Hier geht es nicht um theologische Spitzfindigkeiten, über die sich Gelehrte streiten mögen. Oder um kirchenpolitische Kontroversen, die das Kirchenvolk nicht allzu sehr berühren. Der Missbrauch zielt ganz wörtlich auf das nackte Leben, das niemanden gleichgültig lässt. Erst recht nicht die 921 nachweislich Betroffenen (von 1950 bis heute), hinter denen eine Unzahl anonymer Opfer steht.
Ob irgendwann jene Aufarbeitung gelingt, welche die Bischöfe nun reumütig versprechen, ist schwer zu glauben. Zu tief ist der Missbrauch in den Strukturen der katholischen Kirche verwurzelt.
Ganz unmittelbar zur Debatte steht erstens die katholische Sexualmoral. Dass Gebote nicht eingehalten werden, entspricht der Condition humaine. Das Drama besteht darin, dass eine Moral propagiert wird, die nicht lebbar und letztlich unmenschlich ist. Alles, was mit Sexualität zu tun hat, ist Sünde: dieses manichäische Erbe hat der Kirchenvater Augustinus den Christen hinterlassen.

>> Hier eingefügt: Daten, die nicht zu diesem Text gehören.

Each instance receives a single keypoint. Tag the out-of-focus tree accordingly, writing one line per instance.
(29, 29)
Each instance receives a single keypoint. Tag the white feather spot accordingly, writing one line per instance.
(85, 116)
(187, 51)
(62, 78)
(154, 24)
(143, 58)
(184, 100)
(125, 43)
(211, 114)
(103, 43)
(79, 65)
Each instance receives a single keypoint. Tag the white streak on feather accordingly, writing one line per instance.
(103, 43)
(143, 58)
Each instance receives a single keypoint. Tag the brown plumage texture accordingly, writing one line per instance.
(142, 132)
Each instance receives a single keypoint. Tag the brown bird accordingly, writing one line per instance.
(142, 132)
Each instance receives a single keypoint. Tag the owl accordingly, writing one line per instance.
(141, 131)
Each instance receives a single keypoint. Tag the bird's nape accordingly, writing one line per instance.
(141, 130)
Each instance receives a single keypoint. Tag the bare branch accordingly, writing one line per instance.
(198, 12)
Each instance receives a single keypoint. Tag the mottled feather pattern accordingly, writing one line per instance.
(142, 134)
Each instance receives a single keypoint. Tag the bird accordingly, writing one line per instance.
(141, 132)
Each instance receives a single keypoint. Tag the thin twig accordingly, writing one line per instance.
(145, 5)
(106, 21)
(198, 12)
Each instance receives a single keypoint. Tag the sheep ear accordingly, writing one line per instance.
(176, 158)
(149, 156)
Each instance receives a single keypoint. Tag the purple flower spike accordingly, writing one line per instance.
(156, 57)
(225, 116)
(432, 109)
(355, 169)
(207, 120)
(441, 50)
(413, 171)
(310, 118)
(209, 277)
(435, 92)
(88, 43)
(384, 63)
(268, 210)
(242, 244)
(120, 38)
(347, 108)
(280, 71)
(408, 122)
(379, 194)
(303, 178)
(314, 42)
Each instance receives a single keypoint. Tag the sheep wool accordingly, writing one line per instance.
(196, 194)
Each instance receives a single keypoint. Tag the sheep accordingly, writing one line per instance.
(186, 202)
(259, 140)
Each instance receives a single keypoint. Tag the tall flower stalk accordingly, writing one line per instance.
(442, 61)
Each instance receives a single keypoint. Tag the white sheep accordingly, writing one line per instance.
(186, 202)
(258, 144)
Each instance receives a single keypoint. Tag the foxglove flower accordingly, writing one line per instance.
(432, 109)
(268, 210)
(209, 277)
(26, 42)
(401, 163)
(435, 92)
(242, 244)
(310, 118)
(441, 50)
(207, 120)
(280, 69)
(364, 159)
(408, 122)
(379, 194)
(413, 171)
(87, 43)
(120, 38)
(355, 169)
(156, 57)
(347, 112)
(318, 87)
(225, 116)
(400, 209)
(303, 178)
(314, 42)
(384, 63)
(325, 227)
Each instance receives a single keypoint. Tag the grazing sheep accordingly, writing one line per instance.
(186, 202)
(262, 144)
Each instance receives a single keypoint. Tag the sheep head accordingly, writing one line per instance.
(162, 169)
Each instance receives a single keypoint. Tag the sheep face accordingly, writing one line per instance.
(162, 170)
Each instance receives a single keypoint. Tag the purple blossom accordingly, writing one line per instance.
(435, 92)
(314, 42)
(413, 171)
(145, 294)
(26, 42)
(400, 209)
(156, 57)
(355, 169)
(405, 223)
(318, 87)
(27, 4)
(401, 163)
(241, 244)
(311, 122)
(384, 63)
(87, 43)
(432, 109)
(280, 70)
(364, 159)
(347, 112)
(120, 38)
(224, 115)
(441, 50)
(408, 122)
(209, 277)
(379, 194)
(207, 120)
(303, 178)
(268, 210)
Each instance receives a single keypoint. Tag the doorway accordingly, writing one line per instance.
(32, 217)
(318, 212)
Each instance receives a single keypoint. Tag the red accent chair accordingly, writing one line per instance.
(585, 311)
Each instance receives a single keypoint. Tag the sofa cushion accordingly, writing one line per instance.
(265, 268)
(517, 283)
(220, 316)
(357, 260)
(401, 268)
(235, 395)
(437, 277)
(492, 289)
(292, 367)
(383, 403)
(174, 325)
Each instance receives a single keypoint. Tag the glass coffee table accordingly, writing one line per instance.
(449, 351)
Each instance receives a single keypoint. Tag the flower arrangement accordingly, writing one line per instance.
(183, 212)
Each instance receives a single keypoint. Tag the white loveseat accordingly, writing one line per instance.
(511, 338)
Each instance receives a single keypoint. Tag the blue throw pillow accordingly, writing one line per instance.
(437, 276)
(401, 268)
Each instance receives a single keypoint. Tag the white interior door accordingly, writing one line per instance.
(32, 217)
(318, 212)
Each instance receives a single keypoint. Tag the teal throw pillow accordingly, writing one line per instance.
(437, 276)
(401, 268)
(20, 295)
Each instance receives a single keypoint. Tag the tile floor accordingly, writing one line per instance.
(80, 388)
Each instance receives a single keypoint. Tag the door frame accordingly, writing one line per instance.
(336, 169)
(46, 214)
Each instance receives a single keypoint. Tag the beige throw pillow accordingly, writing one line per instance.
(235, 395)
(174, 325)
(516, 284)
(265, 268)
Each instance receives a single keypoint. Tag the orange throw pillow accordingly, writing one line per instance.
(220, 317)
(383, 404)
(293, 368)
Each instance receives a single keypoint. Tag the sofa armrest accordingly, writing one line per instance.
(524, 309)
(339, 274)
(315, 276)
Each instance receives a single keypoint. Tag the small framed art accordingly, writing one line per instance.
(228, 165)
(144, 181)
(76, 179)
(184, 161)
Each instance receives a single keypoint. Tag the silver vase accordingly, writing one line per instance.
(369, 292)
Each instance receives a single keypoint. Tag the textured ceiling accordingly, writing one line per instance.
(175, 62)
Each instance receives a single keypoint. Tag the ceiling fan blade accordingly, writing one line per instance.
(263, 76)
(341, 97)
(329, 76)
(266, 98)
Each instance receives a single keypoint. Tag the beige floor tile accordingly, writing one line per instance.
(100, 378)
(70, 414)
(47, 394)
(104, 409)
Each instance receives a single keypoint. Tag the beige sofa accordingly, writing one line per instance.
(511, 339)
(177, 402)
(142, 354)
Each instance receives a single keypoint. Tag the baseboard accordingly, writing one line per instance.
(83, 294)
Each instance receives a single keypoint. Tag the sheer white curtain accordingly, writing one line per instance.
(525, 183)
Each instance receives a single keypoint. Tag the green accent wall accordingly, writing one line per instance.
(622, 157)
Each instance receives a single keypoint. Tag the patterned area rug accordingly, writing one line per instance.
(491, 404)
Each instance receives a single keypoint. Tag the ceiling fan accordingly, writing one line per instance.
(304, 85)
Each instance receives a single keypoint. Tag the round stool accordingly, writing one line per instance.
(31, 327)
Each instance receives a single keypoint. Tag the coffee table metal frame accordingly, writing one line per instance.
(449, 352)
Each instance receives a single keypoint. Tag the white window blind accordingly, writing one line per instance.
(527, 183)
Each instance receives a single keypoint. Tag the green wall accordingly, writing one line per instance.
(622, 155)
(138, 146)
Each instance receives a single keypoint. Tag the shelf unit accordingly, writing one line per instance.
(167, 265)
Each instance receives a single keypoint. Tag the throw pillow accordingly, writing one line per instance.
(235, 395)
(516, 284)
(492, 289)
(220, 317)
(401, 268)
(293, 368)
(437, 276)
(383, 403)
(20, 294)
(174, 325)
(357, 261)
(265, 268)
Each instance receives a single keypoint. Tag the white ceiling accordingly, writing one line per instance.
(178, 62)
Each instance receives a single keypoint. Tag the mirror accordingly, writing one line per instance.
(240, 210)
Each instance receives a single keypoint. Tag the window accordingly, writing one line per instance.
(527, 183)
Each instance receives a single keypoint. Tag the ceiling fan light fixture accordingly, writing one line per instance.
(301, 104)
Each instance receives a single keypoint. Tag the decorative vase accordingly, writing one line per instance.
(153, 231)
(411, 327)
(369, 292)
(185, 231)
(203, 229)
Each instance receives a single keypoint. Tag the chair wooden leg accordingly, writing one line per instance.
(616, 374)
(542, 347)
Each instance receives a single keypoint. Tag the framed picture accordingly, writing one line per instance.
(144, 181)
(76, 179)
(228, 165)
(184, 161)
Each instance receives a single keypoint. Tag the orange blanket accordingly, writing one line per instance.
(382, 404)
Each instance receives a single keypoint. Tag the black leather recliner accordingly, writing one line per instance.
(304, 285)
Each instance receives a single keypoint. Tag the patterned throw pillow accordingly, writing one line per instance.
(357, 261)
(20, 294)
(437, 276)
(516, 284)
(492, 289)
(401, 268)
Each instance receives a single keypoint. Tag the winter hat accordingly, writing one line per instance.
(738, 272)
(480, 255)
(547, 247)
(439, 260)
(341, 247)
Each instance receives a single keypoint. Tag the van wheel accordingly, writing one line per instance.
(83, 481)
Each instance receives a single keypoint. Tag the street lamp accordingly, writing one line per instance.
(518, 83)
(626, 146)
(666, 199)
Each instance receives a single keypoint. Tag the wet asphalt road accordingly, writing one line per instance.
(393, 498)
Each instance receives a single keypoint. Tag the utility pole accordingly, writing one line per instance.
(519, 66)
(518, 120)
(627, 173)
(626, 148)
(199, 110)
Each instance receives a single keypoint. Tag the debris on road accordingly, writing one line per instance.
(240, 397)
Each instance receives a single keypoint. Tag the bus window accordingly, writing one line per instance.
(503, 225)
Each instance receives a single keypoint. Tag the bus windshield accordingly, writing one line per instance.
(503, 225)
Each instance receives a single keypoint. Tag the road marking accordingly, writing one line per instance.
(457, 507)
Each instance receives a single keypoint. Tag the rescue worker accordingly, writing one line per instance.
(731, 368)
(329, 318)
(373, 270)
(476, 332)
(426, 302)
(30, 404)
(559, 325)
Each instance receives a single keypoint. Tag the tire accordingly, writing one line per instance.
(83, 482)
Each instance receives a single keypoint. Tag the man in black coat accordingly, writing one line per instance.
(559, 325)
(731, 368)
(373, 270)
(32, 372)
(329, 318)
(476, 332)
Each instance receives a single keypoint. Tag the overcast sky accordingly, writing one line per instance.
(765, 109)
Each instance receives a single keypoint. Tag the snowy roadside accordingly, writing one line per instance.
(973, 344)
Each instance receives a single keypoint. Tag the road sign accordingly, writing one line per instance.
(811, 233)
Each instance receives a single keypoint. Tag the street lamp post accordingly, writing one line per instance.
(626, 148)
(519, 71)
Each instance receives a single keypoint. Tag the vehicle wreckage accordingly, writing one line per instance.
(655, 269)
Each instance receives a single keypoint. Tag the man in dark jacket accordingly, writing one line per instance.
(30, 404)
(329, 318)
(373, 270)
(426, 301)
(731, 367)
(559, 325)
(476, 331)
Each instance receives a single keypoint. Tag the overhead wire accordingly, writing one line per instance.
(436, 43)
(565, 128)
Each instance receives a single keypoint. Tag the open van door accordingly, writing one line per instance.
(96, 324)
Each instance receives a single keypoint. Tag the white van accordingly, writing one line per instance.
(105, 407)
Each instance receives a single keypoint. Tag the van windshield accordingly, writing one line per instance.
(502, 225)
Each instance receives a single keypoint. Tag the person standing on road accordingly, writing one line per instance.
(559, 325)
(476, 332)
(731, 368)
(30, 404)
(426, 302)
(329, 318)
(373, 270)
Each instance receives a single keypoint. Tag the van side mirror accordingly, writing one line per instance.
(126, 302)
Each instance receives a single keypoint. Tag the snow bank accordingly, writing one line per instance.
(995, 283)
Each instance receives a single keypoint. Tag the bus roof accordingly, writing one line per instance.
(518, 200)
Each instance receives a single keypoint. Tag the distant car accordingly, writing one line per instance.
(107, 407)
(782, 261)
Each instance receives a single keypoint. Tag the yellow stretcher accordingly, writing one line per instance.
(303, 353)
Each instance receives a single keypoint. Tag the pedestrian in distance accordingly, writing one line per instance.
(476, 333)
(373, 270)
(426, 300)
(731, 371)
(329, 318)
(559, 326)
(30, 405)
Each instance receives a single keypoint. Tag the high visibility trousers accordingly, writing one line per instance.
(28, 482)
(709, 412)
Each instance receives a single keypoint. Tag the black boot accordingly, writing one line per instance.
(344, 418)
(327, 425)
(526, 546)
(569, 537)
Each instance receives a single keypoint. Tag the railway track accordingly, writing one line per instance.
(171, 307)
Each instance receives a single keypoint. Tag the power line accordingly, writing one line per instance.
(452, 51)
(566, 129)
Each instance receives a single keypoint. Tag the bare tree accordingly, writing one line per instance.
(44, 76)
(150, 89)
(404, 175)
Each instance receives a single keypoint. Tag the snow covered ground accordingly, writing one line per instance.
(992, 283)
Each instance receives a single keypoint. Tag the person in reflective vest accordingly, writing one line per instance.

Das Gute soll man vom Bösen scheiden wie das Licht von der Finsternis, den Geist von der Materie, die Seele vom Leib. Dieses schwere Erbe belastet die katholische Kirche bis heute, und auch Luther war ein Augustinermönch. Selbst in der Welt des Sports und der Körpertherapien ist ein Menschenbild anzutreffen, das säkulare Schatten des Augustinus enthält: Der träge Adam muss bezwungen und geschunden werden. Zur moralisierenden Enge der Leibwahrnehmung gehört der fehlende Respekt für Menschen mit homosexueller Veranlagung. Aber auch mit dem Gegenbild, dem Körperkult, gelingt eine Integration des Körperlichen mit dem Emotionalen und dem Geistigen ebenso wenig.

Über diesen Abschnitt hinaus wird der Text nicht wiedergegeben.